In response to that ruling, the General Assembly in 2013 set out to restructure the bail system in Maryland. Three legislative sessions later, no resolution has been reached. Why not? On the surface, it’s a dispute between the House of Delegates and the State Senate. The Senate had been in favor of more comprehensive reform, while the House supports more limited reform and at least some resistance to the court ruling. Now the issue appears largely dead.
But on a more basic level, change has been slow to come because of the influence of the bail bond lobby. Being a bail bondsman is a lucrative business, and its best source of profits is poor families desperate to get their loved ones out of jail. As my last story pointed out, “defendants of color are given higher bail amounts and are detained more often than white defendants.”
The Washington Post editorialized in 2013:
The bail bond industry has powerful allies in Annapolis, where many lawmakers are trial lawyers. Eliminating the system wholesale may not be politically possible, at least for now. But the idea should get fair consideration. Even if the state is compelled to hire scores of public defenders to ensure defendants’ constitutional rights, it can also make the system fairer and more sensible by providing non-monetary means of encouraging defendants to appear in court.
As is so often the case, the Post overshot the mark by smearing every “trial lawyer” in the legislature, and there aren’t “many” such lawyers any longer, as the number comes down every election. But the Post isn’t wrong. There are impediments to real reform. Hint: one of the principal opponents of real bail reform in the legislature is no longer there, while a current legislator is now in a stronger position to advocate the industry’s interests than was the case when the editorial was published. Moving on . . .
OK, that was a super long intro, but here’s the point. Nothing is moving in the legislature any time soon. Tens of millions of dollars are being spent on ad hoc efforts to get lawyers to cover initial bail hearings. Racial and socioeconomic effects persist. Time for a new strategy. The rallying cry of the “trial lawyers”: to the courthouse!
The lawsuit filed by the Equal Justice Under Law in San Francisco federal court in October seeks to abolish the cash bail system in the city, state — and the country. It’s the ninth lawsuit the center has filed in seven states.
“The bail system in most states is a two-tiered system,” said center founder Phil Telfeyan. “One for the wealthy and one for everyone else.”
The center has settled four lawsuits, convincing smaller jails in states in the South to do away with cash bail requirements for most charges.
Telfeyan said a win in California could add momentum to the center’s goal to rid the country of the cash bail system, which the lawyers say is used by most county jails in all 50 states.
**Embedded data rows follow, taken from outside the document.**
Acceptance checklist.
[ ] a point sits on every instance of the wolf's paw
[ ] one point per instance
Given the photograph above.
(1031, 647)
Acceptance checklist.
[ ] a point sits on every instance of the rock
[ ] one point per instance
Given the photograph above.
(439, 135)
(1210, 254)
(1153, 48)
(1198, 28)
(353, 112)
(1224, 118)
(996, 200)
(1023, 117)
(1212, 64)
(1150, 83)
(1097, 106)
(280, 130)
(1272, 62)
The federal system usually allows non-violent suspects free without bail pending trial and denies bail to serious and violent suspects.
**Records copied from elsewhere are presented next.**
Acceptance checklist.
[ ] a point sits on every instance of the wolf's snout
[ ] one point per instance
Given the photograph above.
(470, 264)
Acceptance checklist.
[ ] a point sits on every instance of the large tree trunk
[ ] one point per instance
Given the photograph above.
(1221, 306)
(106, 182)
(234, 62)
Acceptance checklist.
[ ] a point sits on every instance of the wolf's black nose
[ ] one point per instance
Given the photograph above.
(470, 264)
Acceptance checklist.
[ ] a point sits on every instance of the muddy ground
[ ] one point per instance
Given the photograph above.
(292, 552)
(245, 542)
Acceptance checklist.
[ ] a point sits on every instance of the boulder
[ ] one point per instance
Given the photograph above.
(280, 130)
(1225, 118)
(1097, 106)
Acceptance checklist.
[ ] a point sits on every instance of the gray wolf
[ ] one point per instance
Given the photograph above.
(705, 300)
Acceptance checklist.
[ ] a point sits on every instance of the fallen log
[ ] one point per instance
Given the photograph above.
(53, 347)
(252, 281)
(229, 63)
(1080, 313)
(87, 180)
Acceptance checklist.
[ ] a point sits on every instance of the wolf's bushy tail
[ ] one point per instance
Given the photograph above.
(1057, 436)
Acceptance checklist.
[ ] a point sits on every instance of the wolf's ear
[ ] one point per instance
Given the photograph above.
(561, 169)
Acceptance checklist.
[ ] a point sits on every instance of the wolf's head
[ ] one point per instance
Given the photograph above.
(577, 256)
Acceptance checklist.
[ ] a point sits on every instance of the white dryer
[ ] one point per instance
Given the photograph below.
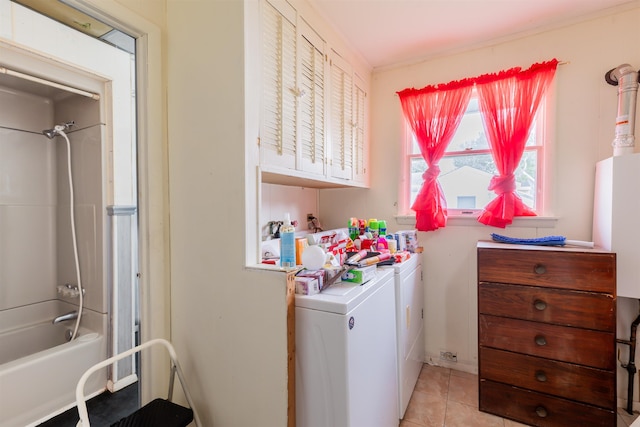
(346, 370)
(409, 290)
The bail bond industry ignored the suit originally, but has now jumped in after government lawyers in San Francisco responded with insufficient vigor to defend the bail bond industry’s profits. Sound familiar?
But on Monday, lawyers for the California Bail Agents Association filed court papers seeking to formally oppose the San Francisco lawsuit. The association argues that government lawyers for San Francisco and the state are offering only “tepid” opposition to the California lawsuit.
San Francisco Sheriff Ross Mirkarimi argues that most jail inmates are awaiting resolution of minor, non-violent crimes and that letting them free while awaiting court hearings will save the city millions of dollars. Mirkarimi said non-violent suspects can be monitored electronically and with frequent visits from law enforcement officials to ensure they don’t flee the area and attend all their court hearings.
The for profit bail bond industry has outlived its usefulness, if it ever had any. It’s rife with corruption, it’s insufficiently regulated, and it perpetuates existing de facto discrimination in the court system. It’s time for it to go, and there are alternatives.
A lawsuit in Maryland like the one in San Francisco would help to bring about real and necessary change. The only change that’s happened yet was started by such a lawsuit. Now it’s time to go for the home run ball. Who’s up for this?
Memo to Fred Hiatt: Your increasing neocon sensibilities are affecting your reasoning processes (shockingly, the Justice Policy Institute analysis linked above notes the connection between the bail bond industry and ALEC, the right wing state legislative arm, creating alarming levels of cognitive dissonance for the Post, I’m sure). Dude, sometimes it’s those nasty “trial lawyers” that bring about the changes for good in this country, and I mean, y’know, Brown v. Board of Education and all that? Put the blame where it belongs: the bail bond industry.